FN17. 18 Del. C. § 3901 (“All contracts of casualty insurance covering subjects resident, located or to be performed in this State are subject to the applicable provisions of Chapter 27 (The Insurance Contract) of this title, and to other applicable provisions of this title.”).


Had the Legislature intended for out-of-state insurers to be included within the scope of Section 3914, it could have included the specific necessary language in Section 3901 and/or Section 3914. The Court may infer that omission of any reference to out-of-state insurers, or non-Delaware policies, was intentional.FN18


FN18. To broaden the scope of Section 3914, to include out-of-state insurers issuing non-Delaware related policies, would raise a host of public policy concerns. For instance, if an out-of-state insurer were required to give notice, a question arises as to what state statute of limitations the insurer would be required to provide. The injured plaintiff may elect to initiate litigation in the resident state, the tortfeasor’s resident state, or the state in which the accident occurred. To be in compliance with Section 3914, therefore, an insurer would have to give notice of all potentially applicable state statute of limitations. The Court finds no indication that the Legislature intended such a result.

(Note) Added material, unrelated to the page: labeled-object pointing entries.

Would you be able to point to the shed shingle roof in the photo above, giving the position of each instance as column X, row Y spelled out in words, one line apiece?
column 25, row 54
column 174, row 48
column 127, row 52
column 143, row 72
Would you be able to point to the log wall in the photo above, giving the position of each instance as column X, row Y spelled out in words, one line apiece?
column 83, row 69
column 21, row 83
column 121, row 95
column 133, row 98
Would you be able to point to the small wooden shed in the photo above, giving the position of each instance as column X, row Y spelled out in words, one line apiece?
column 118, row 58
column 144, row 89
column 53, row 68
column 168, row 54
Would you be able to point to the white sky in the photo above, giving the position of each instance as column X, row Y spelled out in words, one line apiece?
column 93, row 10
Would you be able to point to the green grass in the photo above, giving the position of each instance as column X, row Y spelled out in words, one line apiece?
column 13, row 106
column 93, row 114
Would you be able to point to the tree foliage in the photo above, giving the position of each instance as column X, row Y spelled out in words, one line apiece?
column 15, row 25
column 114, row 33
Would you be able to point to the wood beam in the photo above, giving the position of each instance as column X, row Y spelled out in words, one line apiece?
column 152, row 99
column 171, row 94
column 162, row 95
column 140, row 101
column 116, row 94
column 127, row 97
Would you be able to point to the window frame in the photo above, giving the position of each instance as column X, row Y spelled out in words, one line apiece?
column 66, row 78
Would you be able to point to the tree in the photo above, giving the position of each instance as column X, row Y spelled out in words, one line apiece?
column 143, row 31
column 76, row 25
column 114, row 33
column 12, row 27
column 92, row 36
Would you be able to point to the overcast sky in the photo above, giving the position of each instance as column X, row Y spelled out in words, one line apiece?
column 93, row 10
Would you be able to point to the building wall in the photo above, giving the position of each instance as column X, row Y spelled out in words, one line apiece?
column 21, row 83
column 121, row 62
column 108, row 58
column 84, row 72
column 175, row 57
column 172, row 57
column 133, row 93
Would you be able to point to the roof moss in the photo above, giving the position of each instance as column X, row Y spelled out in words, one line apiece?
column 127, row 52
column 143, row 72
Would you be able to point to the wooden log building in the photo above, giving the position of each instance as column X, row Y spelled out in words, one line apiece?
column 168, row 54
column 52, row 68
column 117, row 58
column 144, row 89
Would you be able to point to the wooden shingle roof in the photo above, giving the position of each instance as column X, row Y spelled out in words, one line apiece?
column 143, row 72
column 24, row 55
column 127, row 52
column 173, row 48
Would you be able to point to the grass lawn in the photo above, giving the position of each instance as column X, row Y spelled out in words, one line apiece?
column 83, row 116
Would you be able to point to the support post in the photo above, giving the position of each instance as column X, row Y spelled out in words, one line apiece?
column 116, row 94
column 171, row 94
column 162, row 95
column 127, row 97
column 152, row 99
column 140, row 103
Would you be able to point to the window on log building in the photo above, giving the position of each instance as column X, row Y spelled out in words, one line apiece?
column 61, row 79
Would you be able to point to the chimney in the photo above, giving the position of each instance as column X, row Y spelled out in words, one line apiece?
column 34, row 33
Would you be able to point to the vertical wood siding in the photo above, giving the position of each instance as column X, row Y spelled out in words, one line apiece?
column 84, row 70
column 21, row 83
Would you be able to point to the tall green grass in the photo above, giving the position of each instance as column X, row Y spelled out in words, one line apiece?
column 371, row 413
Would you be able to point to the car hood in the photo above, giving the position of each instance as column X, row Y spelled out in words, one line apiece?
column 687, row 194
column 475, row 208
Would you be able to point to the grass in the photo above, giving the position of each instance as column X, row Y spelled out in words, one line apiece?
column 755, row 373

Because Defendants are neither insurers nor self-insurers, Defendants are not subject to the notice requirement of 18 Del. C. § 3914. Therefore, Defendants are entitled to raise the statute of limitations as a defense to LaFayette’s action. The Court finds that LaFayette’s Complaint, filed nearly four years after the accident, is untimely.


THEREFORE, Defendants’ Motion to Dismiss is hereby GRANTED.